Pour info, le commentaire que j'ai adressé au dit directeur: Vous êtes quand même un sacré rigolo! Voilà que vous émettez une hypothèse sur votre utilité parce que, grâce au SRED (comment pourrait-il en être autrement puisque organe à la solde du DIP) vous avez ENFIN trouver une occasion de tenter une justification à votre placard doré! Par contre, lorsqu'on vous pose des questions claires et précises sur votre activité de dirlos, vous êtes incapable d'y répondre et vous bottez en touche. Belle mentalité! Et belle transparence...que vous revendiquez tant!"

Écrit par : Duval | 24/08/2013

Excellent car argumenté et rédigée en français courtois !

Écrit par : Pierre Weiss | 25/08/2013

Il faut se méfier de tout organisme ou organisation dont le nom complet est remplacé par son abréviation. Son fonctionnement et même ses buts finissent souvent par devenir aussi opaques que l'est cette dernière pour les non initiés et ses responsables ou fonctionnaires en font bon usage.

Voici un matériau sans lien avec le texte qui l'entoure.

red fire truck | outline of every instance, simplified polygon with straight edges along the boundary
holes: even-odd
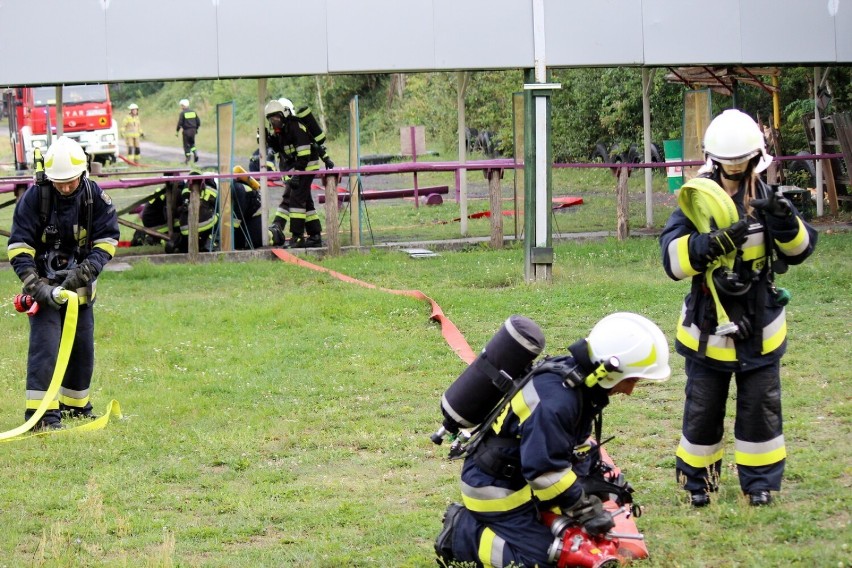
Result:
[[[45,151],[56,136],[56,87],[13,87],[3,93],[9,114],[9,136],[15,167],[33,163],[33,148]],[[118,157],[118,125],[112,116],[107,85],[62,87],[63,134],[78,141],[93,160],[108,163]]]

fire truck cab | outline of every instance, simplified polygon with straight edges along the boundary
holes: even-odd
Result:
[[[13,87],[4,92],[3,99],[15,167],[27,169],[33,163],[33,149],[45,151],[57,135],[56,87]],[[115,162],[118,125],[108,85],[62,87],[62,134],[79,142],[92,160]]]

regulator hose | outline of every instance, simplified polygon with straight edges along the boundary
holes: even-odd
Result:
[[[692,178],[683,186],[677,196],[677,204],[686,218],[689,219],[699,233],[709,234],[716,229],[726,229],[739,220],[737,206],[731,196],[722,187],[708,178]],[[731,322],[728,313],[719,300],[716,284],[713,282],[713,271],[719,267],[731,269],[737,257],[733,250],[726,255],[714,259],[707,265],[704,281],[713,302],[716,304],[717,324],[716,333],[728,335],[735,333],[738,327]]]
[[[50,379],[50,386],[47,387],[47,392],[44,393],[41,403],[36,408],[29,420],[13,428],[7,432],[0,433],[0,442],[9,442],[12,440],[20,440],[21,434],[29,432],[35,426],[44,413],[47,412],[47,407],[56,398],[56,393],[59,392],[59,387],[62,386],[62,379],[65,377],[65,371],[68,368],[68,361],[71,358],[71,348],[74,346],[74,337],[77,335],[77,314],[80,309],[79,299],[77,294],[71,290],[62,290],[60,298],[65,300],[65,321],[62,324],[62,335],[59,339],[59,354],[56,358],[56,366],[53,368],[53,376]],[[80,430],[99,430],[106,426],[110,416],[121,417],[121,407],[118,401],[110,401],[106,413],[96,420],[88,421],[75,428],[68,430],[51,430],[51,433],[60,433],[68,431]]]

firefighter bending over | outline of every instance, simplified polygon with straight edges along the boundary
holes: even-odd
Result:
[[[271,100],[266,104],[266,144],[279,156],[281,171],[294,169],[297,172],[316,172],[320,161],[326,167],[334,164],[323,146],[325,134],[319,130],[310,109],[296,113],[288,99]],[[303,116],[304,115],[304,116]],[[316,128],[309,126],[316,125]],[[295,175],[286,181],[281,204],[275,213],[270,230],[273,245],[284,244],[286,248],[318,248],[322,246],[322,224],[311,197],[312,175]],[[283,242],[287,222],[290,222],[292,237]],[[307,238],[305,238],[307,232]]]
[[[61,136],[47,150],[43,175],[15,208],[9,262],[38,302],[30,322],[26,410],[29,420],[50,385],[65,319],[59,289],[79,295],[77,331],[58,400],[51,401],[36,429],[61,427],[61,418],[92,417],[89,386],[95,364],[92,304],[98,274],[115,254],[118,216],[109,196],[86,177],[86,154]],[[43,179],[46,177],[46,179]]]
[[[511,318],[506,325],[512,325]],[[519,325],[509,336],[534,343]],[[499,357],[511,349],[493,351]],[[554,536],[540,521],[540,512],[561,513],[593,537],[615,525],[601,499],[583,488],[587,464],[580,449],[588,448],[610,395],[629,395],[639,380],[669,378],[668,342],[650,320],[620,312],[599,321],[588,338],[568,350],[534,367],[526,382],[516,383],[520,390],[509,390],[491,425],[486,421],[481,429],[481,442],[462,467],[464,504],[449,506],[435,541],[440,565],[555,566]],[[489,347],[480,359],[486,356]],[[468,367],[468,376],[477,368],[495,369],[493,365],[506,369],[493,361],[480,365],[480,359]],[[474,405],[483,394],[482,388],[451,389],[442,401],[445,416],[448,409],[449,414],[464,414],[458,411],[464,405],[450,400],[458,392],[474,395],[469,401]]]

Écrit par : Mère-Grand | 25/08/2013

On peut dire, voire dénoncer, les choses de différentes manières en effet. A chacun son style et libre à tout un chacun de préférer celui-ci ou celui-là. Soit, en bon politicien, on peut biaiser, enrober à souhait son propos et déguiser les pires insultes sous couvert de soi-disant politesse (Vive Léman Bleu), soit on va droit au but et on ne cache pas sa véritable intention. On dit donc les choses clairement et on utilise le vocabulaire qui nous semble opportun pour le faire. Point besoin d'artifice calculé pour cela.
D'ailleurs, j'en connais qui ne se prive pas quand ça les arrange, lorsqu'il s'agit de casser tel ou tel adversaire politique.

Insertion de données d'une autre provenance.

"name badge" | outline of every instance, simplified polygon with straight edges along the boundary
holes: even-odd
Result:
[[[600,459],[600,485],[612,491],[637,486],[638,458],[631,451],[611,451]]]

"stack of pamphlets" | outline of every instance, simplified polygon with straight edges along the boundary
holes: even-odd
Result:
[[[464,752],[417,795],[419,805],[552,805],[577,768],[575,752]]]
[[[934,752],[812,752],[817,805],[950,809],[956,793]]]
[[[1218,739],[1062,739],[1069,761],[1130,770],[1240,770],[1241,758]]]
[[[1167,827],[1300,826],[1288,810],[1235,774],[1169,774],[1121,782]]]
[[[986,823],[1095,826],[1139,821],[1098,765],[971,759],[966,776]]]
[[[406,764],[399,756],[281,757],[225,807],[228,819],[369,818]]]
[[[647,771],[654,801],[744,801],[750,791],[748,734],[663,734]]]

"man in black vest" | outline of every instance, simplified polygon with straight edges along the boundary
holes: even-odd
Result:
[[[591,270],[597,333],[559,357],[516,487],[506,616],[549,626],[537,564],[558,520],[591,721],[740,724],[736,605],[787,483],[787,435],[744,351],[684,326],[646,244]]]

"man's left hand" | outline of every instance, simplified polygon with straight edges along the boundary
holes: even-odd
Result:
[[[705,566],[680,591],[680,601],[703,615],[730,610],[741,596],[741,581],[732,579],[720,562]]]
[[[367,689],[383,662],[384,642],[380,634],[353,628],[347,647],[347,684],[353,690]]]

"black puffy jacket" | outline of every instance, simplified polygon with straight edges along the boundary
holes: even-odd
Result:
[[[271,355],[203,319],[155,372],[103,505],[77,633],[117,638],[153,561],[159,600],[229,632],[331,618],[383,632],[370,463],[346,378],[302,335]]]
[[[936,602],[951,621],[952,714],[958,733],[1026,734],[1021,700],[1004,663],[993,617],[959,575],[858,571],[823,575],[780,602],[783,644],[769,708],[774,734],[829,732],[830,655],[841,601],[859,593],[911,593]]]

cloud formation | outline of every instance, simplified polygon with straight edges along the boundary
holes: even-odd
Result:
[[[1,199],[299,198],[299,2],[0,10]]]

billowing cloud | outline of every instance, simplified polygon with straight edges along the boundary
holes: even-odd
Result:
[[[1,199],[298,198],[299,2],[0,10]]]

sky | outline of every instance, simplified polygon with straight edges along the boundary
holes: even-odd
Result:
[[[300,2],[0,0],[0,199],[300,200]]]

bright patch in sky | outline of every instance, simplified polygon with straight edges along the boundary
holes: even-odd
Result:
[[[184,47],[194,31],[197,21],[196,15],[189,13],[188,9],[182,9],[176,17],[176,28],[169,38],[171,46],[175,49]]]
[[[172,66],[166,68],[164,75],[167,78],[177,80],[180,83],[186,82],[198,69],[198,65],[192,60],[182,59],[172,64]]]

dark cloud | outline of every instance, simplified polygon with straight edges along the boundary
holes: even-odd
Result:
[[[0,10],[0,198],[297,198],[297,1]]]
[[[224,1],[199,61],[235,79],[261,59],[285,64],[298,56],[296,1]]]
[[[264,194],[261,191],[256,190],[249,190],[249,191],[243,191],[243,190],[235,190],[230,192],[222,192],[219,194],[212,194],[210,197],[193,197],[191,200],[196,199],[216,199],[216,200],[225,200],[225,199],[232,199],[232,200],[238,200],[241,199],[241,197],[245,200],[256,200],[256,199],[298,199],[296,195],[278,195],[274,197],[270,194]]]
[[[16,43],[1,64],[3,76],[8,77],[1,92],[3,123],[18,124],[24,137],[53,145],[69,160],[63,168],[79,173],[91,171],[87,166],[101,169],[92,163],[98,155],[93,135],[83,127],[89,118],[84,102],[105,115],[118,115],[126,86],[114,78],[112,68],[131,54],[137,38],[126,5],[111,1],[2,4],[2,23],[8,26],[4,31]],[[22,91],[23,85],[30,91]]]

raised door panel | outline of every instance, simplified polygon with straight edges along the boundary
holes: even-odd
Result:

Écrit par : Duval | 25/08/2013

@ Mère-Grand
Vous avez raison, les abréviations sont une plaie. Mais dans un titre le nom complet « Service le la recherche en éducation » (SRED) serait un peu lourd.
Toutefois, vous remarquerez que j’ai mentionné la traduction de cette abréviation, dans mon texte, lors de la première apparition.

Écrit par : Michèle Roullet | 25/08/2013

@Michèle Roulet
Merci d'avoir pris la peine de répondre mon intervention, provocatrice comme vous l'aurez compris. Je propose que le temps consacré à l'écriture et surtout à la lecture de la dénomination complète de ces institutions, qui foisonnaient autrefois en France avant de de le faire en Suisse aussi, soit consacré à la réflexion sur leur rôle, leur fonctionnement et leur utilité.

Écrit par : Mère-Grand | 25/08/2013

Si je ne me trompe pas, l'institut en question prend la relève du Service de la recherche pédagogique (une lettre de moins dans l'abréviation) dirigé autrefois par Walo Hutmacher. Il avait notamment conclu après des décennies de recherches que le taux d'étudiants provenant de milieux modestes (il existait même encore des ouvriers à l'époque) n'avait pratiquement pas varié malgré les différentes réformes de l'enseignement, dont en particulier le Cycle d'Orientation.

Écrit par : Mère-Grand | 25/08/2013

@ Mère-Grand,

Et oui, ça nous en “bouche un coin” de réaliser qu’en dépit de la démocratisation des études, l’accès aux études supérieures, pour les enfants d’origine modeste ou de la classe ouvrière, était plus facile sous l’ère de Jules Ferry (fin du XIXème siècle) qu'à notre époque.
L’école alors, qui reconnaissait davantage l’excellence scolaire, pouvait être un véritable “ascenceur social” surtout si un instituteur vous remarquait.
Pensez que Mitterand était, dit-on, fils et petit-fils de cheminots (je mets une suspension avec dit-on, car beaucoup d'hommes politiques ont su se tailler une biographie à leur convenance...).